We are on the brink of Christmas. Advent is coming to a close. How has this season of expectation, preparation, and hope been for you? For me, it has been a bit of a roller-coaster.
After an autumn of lots of traveling for New Ways Ministry, I was preparing for a rare—nay, unprecedented—month-long vacation, visiting India and Bangladesh with a Franciscan friend of mine. He used to minister there educating Franciscan novices and leaders, and we were going to visit his friends. Christmas would be spent in a contemplative Poor Clare convent in the hills of Bangladesh. Just what I needed at the end of an extremely hectic year. Pure bliss.
So, my Advent was filled with travel preparations and expectations: visa applications, immunizations, finding the right electrical adapters, worrying about wi-fi connections and cell phone service.
And then it ended. A serious, unexpected health problem in the family of my traveling companion arose just two weeks before our scheduled departure. We would have to postpone, perhaps until the spring, perhaps indefinitely. Sadness and disappointment were mixed, I must admit, with a bit of selfish relief that I could stop the worried and frenzied travel preparations, and that I now had some unexpected “found time.”
Well, the “found time” evaporated very quickly. I soon realized I now had to “shift gears” and start Christmas preparations. Gifts that I had planned on buying in Asia, now had to be bought at the local mall. Christmas cards needed to be filled out and mailed. Decorations had to come down from the attic. And what about baking the Christmas cookies? What I usually rush to do in four weeks now was going to have to be done in two.

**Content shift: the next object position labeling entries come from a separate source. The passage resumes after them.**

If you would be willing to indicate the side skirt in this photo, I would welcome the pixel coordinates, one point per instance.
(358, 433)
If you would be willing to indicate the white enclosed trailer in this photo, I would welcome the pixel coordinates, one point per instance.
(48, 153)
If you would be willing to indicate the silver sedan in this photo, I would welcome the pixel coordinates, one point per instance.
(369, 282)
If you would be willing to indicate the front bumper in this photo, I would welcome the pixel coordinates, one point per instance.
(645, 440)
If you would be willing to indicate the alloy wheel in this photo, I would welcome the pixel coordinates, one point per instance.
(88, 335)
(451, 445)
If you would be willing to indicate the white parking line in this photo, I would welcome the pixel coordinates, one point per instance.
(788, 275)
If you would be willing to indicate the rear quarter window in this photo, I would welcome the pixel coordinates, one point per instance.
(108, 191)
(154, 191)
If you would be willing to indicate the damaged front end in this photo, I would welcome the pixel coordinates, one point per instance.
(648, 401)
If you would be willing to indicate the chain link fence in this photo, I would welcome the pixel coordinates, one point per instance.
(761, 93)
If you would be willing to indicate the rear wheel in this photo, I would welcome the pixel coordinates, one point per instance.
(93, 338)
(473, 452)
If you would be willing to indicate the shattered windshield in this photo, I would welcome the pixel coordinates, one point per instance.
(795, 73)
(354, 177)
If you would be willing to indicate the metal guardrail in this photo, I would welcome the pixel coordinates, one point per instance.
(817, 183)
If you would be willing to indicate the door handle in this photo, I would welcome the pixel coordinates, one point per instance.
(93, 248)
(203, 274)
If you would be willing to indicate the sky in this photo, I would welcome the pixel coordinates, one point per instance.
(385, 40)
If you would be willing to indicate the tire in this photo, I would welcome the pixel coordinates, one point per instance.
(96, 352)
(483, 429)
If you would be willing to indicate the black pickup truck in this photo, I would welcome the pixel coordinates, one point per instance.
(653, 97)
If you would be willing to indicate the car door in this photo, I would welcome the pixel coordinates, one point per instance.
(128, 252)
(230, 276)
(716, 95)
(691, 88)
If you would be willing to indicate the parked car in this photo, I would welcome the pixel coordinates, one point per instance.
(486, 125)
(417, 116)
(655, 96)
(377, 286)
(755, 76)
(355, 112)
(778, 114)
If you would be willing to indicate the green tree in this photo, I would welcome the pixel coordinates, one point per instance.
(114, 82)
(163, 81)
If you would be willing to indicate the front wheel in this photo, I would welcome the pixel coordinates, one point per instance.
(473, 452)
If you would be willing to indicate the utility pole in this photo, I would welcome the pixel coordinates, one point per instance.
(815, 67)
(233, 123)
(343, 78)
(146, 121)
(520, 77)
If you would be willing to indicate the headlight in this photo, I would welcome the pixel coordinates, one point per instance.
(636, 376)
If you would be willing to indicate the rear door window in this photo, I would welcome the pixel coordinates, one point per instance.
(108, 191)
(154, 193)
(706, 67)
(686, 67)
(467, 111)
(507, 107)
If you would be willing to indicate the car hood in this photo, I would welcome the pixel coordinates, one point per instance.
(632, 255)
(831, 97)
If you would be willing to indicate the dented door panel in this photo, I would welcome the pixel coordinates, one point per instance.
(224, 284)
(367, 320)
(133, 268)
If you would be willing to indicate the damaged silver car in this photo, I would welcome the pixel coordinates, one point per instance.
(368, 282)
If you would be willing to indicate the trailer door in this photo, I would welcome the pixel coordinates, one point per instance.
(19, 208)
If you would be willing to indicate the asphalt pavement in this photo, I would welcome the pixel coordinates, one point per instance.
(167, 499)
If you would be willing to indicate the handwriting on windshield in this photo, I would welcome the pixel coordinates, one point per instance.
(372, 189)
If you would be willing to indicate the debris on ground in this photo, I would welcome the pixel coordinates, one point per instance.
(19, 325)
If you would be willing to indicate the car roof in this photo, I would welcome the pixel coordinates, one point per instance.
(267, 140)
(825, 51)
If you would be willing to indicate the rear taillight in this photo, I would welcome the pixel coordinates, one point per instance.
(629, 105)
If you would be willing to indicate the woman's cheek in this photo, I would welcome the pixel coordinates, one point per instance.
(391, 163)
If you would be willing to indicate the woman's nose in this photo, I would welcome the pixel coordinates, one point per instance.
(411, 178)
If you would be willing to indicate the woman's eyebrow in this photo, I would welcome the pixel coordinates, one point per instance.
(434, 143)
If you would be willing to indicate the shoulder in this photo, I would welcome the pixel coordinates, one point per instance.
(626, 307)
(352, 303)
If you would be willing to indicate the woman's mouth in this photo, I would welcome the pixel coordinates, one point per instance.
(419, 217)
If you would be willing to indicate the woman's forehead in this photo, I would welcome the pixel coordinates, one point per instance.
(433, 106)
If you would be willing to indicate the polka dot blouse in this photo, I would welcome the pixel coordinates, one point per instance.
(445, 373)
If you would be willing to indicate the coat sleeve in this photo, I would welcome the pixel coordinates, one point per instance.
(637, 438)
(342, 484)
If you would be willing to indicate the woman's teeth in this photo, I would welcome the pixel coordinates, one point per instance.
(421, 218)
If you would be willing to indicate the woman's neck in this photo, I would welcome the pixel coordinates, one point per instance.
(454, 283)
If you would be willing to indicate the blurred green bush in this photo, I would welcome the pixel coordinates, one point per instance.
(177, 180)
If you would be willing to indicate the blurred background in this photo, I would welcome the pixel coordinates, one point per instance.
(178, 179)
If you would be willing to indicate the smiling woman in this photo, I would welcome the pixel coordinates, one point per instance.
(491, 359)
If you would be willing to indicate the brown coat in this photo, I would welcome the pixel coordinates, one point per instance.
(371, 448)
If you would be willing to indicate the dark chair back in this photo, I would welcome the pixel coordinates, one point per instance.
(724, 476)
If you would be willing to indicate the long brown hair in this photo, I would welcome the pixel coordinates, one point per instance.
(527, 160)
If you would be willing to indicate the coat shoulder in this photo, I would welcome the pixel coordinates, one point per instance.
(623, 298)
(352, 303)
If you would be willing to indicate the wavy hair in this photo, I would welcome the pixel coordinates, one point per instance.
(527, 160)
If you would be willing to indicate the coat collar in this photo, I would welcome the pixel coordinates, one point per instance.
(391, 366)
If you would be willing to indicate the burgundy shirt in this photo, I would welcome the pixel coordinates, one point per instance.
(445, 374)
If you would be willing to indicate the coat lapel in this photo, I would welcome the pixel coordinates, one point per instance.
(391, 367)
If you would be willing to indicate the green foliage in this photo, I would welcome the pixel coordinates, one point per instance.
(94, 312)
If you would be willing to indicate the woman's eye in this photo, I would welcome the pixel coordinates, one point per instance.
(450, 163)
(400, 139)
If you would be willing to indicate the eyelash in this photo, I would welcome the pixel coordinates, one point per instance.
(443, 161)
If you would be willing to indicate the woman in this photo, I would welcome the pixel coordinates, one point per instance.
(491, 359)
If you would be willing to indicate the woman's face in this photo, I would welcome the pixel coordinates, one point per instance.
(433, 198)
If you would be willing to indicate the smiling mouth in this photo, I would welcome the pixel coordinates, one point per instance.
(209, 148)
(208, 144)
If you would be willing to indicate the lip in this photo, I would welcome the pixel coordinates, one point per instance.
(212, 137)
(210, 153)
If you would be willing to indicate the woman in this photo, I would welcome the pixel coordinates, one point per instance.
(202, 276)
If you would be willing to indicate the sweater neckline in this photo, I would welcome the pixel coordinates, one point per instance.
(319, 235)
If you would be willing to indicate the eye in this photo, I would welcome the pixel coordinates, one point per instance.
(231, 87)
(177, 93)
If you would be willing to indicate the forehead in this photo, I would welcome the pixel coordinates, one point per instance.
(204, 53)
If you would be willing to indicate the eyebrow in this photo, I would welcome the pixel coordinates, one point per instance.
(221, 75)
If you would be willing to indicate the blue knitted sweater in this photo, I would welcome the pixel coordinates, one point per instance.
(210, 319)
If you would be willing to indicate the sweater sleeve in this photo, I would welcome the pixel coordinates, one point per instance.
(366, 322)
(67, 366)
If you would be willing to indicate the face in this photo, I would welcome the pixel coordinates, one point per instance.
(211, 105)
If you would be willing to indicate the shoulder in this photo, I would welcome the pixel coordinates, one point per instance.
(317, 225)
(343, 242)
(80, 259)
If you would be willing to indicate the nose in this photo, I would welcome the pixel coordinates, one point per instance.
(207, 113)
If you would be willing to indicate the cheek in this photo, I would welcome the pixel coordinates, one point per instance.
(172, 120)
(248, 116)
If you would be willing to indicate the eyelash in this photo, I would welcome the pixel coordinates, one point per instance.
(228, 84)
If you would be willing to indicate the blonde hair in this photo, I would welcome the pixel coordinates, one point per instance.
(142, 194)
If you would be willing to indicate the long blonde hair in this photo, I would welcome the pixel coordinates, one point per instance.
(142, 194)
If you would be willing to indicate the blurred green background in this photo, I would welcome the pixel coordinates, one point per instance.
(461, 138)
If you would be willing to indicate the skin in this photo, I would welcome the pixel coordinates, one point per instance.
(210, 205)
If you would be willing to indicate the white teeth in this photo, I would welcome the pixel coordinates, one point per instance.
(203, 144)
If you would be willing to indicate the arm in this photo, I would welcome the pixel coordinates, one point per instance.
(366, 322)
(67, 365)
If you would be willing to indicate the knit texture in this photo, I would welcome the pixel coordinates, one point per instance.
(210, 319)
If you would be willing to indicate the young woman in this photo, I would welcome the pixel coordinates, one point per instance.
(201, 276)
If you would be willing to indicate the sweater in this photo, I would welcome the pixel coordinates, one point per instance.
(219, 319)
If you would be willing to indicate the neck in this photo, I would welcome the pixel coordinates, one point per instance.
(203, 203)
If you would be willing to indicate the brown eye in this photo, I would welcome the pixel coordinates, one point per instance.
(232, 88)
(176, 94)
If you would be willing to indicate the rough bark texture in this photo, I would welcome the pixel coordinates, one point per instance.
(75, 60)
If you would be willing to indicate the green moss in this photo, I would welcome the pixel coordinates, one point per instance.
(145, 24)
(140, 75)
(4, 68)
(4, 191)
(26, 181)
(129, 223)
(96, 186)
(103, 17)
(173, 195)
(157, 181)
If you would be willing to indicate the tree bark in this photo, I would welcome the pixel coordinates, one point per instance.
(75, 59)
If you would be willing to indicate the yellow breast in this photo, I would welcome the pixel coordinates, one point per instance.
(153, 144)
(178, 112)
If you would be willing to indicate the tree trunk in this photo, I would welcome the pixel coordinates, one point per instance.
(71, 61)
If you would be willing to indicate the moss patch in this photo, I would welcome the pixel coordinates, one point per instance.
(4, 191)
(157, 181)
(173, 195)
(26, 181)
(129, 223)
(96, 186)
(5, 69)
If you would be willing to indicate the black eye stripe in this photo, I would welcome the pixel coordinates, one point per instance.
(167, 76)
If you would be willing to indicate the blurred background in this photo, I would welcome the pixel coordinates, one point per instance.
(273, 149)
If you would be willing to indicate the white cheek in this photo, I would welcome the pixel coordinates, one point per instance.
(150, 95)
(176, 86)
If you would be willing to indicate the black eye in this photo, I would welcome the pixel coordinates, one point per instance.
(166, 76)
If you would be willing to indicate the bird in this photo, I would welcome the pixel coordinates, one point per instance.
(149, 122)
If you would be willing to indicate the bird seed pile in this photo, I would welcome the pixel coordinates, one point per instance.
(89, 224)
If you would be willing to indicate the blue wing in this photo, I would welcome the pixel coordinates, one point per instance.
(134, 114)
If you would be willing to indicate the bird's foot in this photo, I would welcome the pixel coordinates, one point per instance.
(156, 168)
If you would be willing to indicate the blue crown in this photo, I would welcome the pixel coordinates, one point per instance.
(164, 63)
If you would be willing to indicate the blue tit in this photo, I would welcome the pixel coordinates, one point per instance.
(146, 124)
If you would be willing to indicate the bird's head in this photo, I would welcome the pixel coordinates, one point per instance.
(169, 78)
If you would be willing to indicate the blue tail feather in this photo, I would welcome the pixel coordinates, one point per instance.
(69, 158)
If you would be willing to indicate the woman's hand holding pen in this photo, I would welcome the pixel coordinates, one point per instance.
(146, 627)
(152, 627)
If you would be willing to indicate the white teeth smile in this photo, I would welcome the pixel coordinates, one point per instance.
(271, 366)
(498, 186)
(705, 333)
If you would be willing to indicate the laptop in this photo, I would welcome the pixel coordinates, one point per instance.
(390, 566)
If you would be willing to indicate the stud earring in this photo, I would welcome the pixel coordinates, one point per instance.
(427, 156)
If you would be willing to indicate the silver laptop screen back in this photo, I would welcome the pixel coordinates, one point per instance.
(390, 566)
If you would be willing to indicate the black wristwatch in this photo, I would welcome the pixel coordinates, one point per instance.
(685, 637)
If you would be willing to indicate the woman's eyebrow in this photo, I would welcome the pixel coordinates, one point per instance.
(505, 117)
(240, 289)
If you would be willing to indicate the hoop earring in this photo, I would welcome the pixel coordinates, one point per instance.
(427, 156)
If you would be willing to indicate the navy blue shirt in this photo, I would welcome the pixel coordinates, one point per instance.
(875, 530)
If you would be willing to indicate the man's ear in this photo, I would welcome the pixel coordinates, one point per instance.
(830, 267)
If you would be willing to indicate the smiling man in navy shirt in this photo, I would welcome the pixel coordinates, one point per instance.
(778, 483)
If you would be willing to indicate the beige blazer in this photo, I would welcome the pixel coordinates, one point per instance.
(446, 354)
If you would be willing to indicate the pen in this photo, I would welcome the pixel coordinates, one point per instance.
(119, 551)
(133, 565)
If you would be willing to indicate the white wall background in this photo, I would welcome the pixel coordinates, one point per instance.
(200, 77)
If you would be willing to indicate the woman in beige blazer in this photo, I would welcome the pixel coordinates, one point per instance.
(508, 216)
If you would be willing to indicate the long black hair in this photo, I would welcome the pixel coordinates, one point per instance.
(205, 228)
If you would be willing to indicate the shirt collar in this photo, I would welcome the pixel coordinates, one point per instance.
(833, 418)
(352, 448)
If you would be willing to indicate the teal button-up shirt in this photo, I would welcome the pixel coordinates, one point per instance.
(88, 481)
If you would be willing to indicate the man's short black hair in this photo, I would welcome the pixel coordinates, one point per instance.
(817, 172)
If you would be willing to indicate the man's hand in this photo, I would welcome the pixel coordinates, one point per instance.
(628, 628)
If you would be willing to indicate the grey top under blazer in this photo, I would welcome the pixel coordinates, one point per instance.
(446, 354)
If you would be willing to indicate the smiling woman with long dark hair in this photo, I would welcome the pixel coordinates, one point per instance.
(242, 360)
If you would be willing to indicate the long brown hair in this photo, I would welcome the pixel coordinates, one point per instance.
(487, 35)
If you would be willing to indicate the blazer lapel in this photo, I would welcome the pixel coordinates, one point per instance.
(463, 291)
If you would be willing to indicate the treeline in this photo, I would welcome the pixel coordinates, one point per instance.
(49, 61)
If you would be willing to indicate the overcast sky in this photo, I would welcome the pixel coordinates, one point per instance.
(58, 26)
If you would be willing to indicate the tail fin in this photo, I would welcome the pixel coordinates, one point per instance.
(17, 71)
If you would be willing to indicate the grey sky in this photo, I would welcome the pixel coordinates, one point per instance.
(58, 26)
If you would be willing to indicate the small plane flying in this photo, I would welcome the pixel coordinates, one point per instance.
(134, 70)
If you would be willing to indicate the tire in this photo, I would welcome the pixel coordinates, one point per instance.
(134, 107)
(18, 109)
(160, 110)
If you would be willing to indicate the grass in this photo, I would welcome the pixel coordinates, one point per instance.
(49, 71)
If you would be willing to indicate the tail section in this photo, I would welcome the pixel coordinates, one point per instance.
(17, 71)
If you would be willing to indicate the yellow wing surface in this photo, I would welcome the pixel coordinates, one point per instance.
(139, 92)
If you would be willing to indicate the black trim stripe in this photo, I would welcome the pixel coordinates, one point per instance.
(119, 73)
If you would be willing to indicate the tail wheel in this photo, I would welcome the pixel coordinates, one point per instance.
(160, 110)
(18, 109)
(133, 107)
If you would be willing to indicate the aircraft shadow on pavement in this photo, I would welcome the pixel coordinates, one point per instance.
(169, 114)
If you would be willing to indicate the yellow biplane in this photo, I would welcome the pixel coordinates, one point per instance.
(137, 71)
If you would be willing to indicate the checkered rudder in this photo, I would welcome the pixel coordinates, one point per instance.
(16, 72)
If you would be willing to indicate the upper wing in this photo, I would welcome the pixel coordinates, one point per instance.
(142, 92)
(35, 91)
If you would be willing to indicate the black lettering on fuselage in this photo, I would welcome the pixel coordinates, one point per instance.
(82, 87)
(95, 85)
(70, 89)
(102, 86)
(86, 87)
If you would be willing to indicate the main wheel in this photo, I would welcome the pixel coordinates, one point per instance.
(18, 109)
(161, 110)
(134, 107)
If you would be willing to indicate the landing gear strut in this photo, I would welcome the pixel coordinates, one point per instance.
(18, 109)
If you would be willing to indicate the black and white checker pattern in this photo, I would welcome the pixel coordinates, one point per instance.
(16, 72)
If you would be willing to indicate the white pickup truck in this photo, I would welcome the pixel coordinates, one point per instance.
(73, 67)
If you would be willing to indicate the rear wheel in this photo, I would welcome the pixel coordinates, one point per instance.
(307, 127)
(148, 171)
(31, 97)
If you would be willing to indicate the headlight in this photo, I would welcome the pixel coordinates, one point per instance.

Needless to say, not everything got done.
But enough about my tale of woe. The point is that I learned an Advent lesson from this experience which I think might be pertinent for those Catholics who work for LGBT equality and justice.
Advent is a time of expectation, preparation, and hope. But what we expect, prepare, and hope for may not arrive as we have planned it. And it may not arrive on our schedule. God works in mysterious ways, and, often, in more mysterious time frames. I’ve learned that it is important to expect, prepare, and hope, but that we also need to be open to surprise.
That was my greatest lesson from all of 2014. Many of us had great hopes for the October synod on marriage and family. We spent months in anticipation, buoyed by Pope Francis’ positive messages signaling openness to change, by the Vatican’s call for greater discussion by the entire church, and by greater openness from bishops around the world to recognizing the positive gifts of lesbian and gay couples.
We prayed and prepared and hoped. And as the synod opened, we started hearing positive messages from participants and observers. And then came the mid-term report, with its strongly worded affirmations of lesbian and gay people. Our hopes, it seemed, were being realized. I even toyed with the idea that the work of Catholic LGBT advocacy would soon be waning, that our hopes and dreams were now being realized at last.
Then the final report came out, and we found ourselves in the same position that we had always been in. No positive message. Was all the expectation, preparation, and hope for naught?
One of my favorite spiritual writers, José Antonio Pagola, in a homily on the fourth Sunday of Advent in his book, Following in the Footsteps of Jesus: Meditations on the Gospel, Year B, notes that the coming of Jesus was also seen as a disappointment for many. Born in the backwater of Bethlehem, in a stable, in the midst of Roman occupation, to unknown, powerless parents, Jesus certainly did not have any of the earmarks of a Messiah that Israel expected.
But God works in mysterious ways. And on a mysterious time schedule. Our expectations, preparations, and hopes are never in vain. They just may not receive their fruition in the way we expect them and in the time that we expect them. We have another synod, a more definitive one coming up in November 2015. And we need to work and pray with the hope that that one will be better than this past year’s.
More importantly, we must learn to be surprised by God. Isn’t surprise what our secular tradition of Christmas gift-giving and even decorations are all about? Advent is about expectation, preparation, and hope, but Christmas is about surprise, about finding God, love, and joy in the most unexpected of places. Who knows what surprises God has in store for the 2015 synod? I know that no one I know was prepared for the surprises that came at this past year’s meeting.
I won’t be in India and Bangladesh this Christmas season, and I don’t have all my decorations up, presents bought, or cookies baked. But, nevertheless, I plan on being surprised, once again, as I always am, by the love of my family and friends, in ways that I never expect. I can’t wait to see what God has in store!